In the previous post, we’ve seen that \(\nabla \Lagr(x, y, \lambda) = \vec{0}\) (the gradient of the Lagrangian equal to the vector 0) will yield some set of solutions \(\{x^*, y^*, \lambda^*\}\) such that one of the sets, when plugged into \(f(x^*, y^*)\) yields \(M^*\), the solution to our optimization problem.

Up till now we have not been concerned with the multiplier \(\lambda^*\). If we reconsider our Lagrangian function to use not a constant but a variable constraint \(b\)

\[\Lagr{(x, y, \lambda, b)} = f(x,y) - \lambda(g(x, y) - b) \tag{1}\label{1}\]

it turns out that

\[\lambda^* = \frac{dM^*(b)}{db}\]

the resulting lambda represents the rate of change of the optimum of our function with respect to varying the constraint (i.e. changing the contour line of the constraining function).

Application of \(\lambda\)

In the example from the previous post that would mean answering the question “how would increasing the size of the constraining circle in \(g(x, y) = x^2 + y^2 = b\) (where \(b\) had been set to 1) impact the solution to our optimization problem?” This is particularly useful in a business context where the function we’re optimizing (\(f\)) is Revenue and the constraint (\(g\)) is Budget, such that \(\lambda^*\) facilitates the answer to “how would an increase in budget affect revenue?”

But Why Does \(\lambda\) Mean What It Means?

The Setup

If we note that

  • \(M^*\), the solution to our optimization problem, is a function of \(x^*\) and \(y^*\), and
  • the values of \(x\) and \(y\) that solve our optimization problem, \(x^*\) and \(y^*\), are functions of \(b\) (the contour line of the constraining function), and that
  • as stated above, we consider our Lagrangian as a function of a variable \(b\)

altogether we get

\[M^*(b) = f(x^*(b), y^*(b)).\]

This expresses the fact that in order to arrive at our solution \(M^*\) we evaluate \(f\) as a function of \(x^*\) and \(y^*\) which are themselves a function of our constraint \(b\).
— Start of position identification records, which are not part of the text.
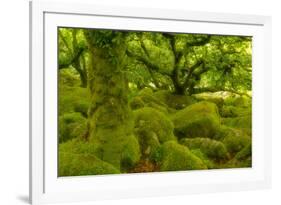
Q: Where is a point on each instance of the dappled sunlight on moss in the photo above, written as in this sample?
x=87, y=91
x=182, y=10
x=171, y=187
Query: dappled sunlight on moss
x=175, y=157
x=149, y=120
x=197, y=120
x=213, y=149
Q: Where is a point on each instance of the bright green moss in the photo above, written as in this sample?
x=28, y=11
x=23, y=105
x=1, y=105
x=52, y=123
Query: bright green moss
x=73, y=99
x=211, y=148
x=245, y=152
x=146, y=98
x=210, y=97
x=238, y=101
x=71, y=125
x=130, y=153
x=174, y=101
x=76, y=158
x=69, y=77
x=120, y=149
x=208, y=162
x=233, y=111
x=149, y=120
x=148, y=142
x=244, y=122
x=234, y=139
x=176, y=157
x=242, y=159
x=197, y=120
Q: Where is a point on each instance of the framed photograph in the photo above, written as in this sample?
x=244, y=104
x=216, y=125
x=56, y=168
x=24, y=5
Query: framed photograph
x=130, y=102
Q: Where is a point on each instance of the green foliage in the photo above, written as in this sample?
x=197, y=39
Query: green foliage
x=176, y=157
x=207, y=161
x=242, y=158
x=127, y=98
x=173, y=100
x=211, y=97
x=213, y=149
x=73, y=99
x=76, y=158
x=150, y=122
x=197, y=120
x=234, y=111
x=234, y=139
x=243, y=122
x=71, y=125
x=146, y=98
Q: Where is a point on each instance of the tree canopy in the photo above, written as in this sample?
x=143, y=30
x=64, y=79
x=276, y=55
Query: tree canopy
x=138, y=101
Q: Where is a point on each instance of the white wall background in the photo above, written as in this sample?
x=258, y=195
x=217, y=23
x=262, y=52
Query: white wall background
x=14, y=100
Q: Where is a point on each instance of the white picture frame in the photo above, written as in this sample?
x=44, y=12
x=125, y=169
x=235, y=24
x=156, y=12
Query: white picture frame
x=46, y=187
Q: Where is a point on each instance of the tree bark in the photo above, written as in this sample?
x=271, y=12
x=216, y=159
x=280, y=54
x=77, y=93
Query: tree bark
x=110, y=118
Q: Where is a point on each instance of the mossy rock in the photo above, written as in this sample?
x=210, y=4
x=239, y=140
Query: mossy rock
x=175, y=157
x=234, y=139
x=148, y=141
x=208, y=162
x=145, y=98
x=213, y=149
x=233, y=111
x=71, y=125
x=210, y=97
x=69, y=77
x=238, y=101
x=76, y=159
x=197, y=120
x=244, y=122
x=121, y=151
x=73, y=99
x=151, y=123
x=173, y=100
x=242, y=159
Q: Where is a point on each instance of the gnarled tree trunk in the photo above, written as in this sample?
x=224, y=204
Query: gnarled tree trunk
x=110, y=118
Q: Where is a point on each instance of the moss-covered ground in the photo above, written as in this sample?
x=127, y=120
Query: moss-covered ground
x=170, y=133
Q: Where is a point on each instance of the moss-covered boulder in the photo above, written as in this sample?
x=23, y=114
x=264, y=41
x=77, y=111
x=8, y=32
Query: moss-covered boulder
x=146, y=98
x=242, y=159
x=71, y=125
x=73, y=99
x=175, y=157
x=216, y=98
x=233, y=111
x=234, y=139
x=151, y=123
x=122, y=151
x=244, y=122
x=197, y=120
x=173, y=100
x=76, y=158
x=213, y=149
x=207, y=161
x=238, y=101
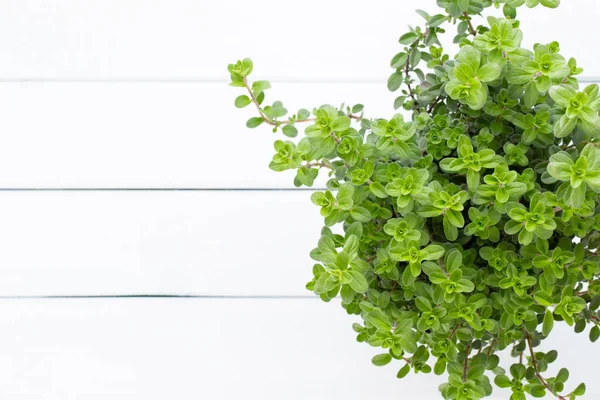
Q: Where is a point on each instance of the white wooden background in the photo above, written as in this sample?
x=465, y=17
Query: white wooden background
x=132, y=94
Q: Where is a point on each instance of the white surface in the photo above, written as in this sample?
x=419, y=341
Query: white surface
x=69, y=133
x=203, y=243
x=152, y=134
x=209, y=349
x=141, y=39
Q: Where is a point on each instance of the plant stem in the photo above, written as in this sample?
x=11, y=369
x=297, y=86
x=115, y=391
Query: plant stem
x=319, y=164
x=472, y=30
x=453, y=331
x=466, y=362
x=535, y=367
x=287, y=121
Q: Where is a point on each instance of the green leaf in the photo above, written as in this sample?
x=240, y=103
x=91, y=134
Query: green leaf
x=437, y=20
x=594, y=333
x=289, y=130
x=423, y=304
x=579, y=390
x=562, y=94
x=260, y=86
x=242, y=101
x=358, y=283
x=463, y=5
x=360, y=214
x=550, y=3
x=489, y=72
x=381, y=359
x=403, y=371
x=503, y=381
x=408, y=38
x=340, y=124
x=548, y=323
x=254, y=122
x=563, y=375
x=394, y=81
x=434, y=252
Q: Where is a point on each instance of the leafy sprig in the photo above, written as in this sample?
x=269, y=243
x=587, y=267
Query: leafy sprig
x=471, y=218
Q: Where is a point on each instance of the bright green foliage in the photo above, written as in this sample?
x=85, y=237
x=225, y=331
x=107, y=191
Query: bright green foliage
x=467, y=223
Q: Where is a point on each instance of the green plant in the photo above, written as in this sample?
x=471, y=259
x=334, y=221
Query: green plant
x=470, y=227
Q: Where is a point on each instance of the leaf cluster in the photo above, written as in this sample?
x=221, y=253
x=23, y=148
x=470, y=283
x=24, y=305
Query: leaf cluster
x=467, y=223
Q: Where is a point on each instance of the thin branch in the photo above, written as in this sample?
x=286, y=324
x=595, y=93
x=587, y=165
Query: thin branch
x=472, y=30
x=537, y=373
x=453, y=332
x=466, y=362
x=287, y=121
x=318, y=164
x=434, y=104
x=489, y=353
x=410, y=92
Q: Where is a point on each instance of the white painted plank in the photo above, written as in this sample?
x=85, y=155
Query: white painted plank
x=212, y=349
x=130, y=135
x=142, y=39
x=203, y=243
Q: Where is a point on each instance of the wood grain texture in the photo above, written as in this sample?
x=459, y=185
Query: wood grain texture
x=166, y=39
x=140, y=135
x=211, y=349
x=202, y=243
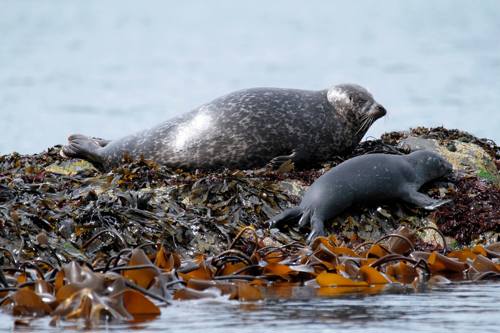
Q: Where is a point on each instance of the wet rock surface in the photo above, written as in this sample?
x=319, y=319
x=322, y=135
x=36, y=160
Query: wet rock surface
x=61, y=210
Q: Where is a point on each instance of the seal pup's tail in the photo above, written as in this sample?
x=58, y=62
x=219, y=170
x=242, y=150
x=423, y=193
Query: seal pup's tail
x=84, y=147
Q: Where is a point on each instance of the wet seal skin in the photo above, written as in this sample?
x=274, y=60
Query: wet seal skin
x=366, y=179
x=246, y=129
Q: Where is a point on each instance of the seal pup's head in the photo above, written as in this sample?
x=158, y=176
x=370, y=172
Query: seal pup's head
x=356, y=105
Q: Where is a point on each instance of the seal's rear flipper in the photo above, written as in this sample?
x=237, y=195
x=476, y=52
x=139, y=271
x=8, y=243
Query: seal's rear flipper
x=288, y=216
x=84, y=147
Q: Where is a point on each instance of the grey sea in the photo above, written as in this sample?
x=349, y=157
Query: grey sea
x=109, y=68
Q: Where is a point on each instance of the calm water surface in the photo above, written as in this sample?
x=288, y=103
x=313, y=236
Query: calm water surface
x=109, y=68
x=452, y=308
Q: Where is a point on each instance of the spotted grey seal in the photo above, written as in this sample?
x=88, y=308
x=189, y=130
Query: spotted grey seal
x=366, y=179
x=245, y=129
Phew.

So how to we get from here to

\[\lambda^* = \frac{dM^*(b)}{db}?\]

Evaluating The Lagrangian At Its Maximum

Now let’s consider a function

\[\Lagr^*{(x^*(b), y^*(b), \lambda^*(b), b)} = f(x^*(b),y^*(b)) - \lambda^*(g(x^*(b), y^*(b)) - b)\]

where \(\Lagr^*\) is the special variable-constraint-Lagrangian that has constant values of \(x^*\), \(y^*\), and \(\lambda^*\) that satisfy the constraint of our optimization problem – critically, such that \(\nabla \Lagr^* = \vec{0}\) for the partial derivatives of those three variables.

Let’s also note that the second term of the variable-constraint-Lagrangian, \(\lambda^*(g(x^*(b), y^*(b)) - b)\), necessarily equals 0 when we plug in \(x^*, y^*\) and \(\lambda^*\): the constraint must hold for those values, and if the constraint holds, \(g(x,y) = b\).

So we see that the variable-constraint-Lagrangian evaluated at \(x^*, y^*\) and \(\lambda^*\) equals simply \(f(x^*, y^*)\), which is the solution to our optimization problem, \(M^*\).

Finally, since \(\Lagr^*{(x^*(b), y^*(b), \lambda^*(b), b)} = M^*\), we can look at \(\frac{d\Lagr^*}{db}\) to determine how \(M^*\) changes as a function of \(b\), in other words, our old friend, \(\frac{dM^*(b)}{db}\)!

Multivariable Chain Rule

So how do we determine how \(\Lagr^*\) changes with respect to \(b\)? We have to compute its derivative. In order to do that we need some multivariate Calculus skills.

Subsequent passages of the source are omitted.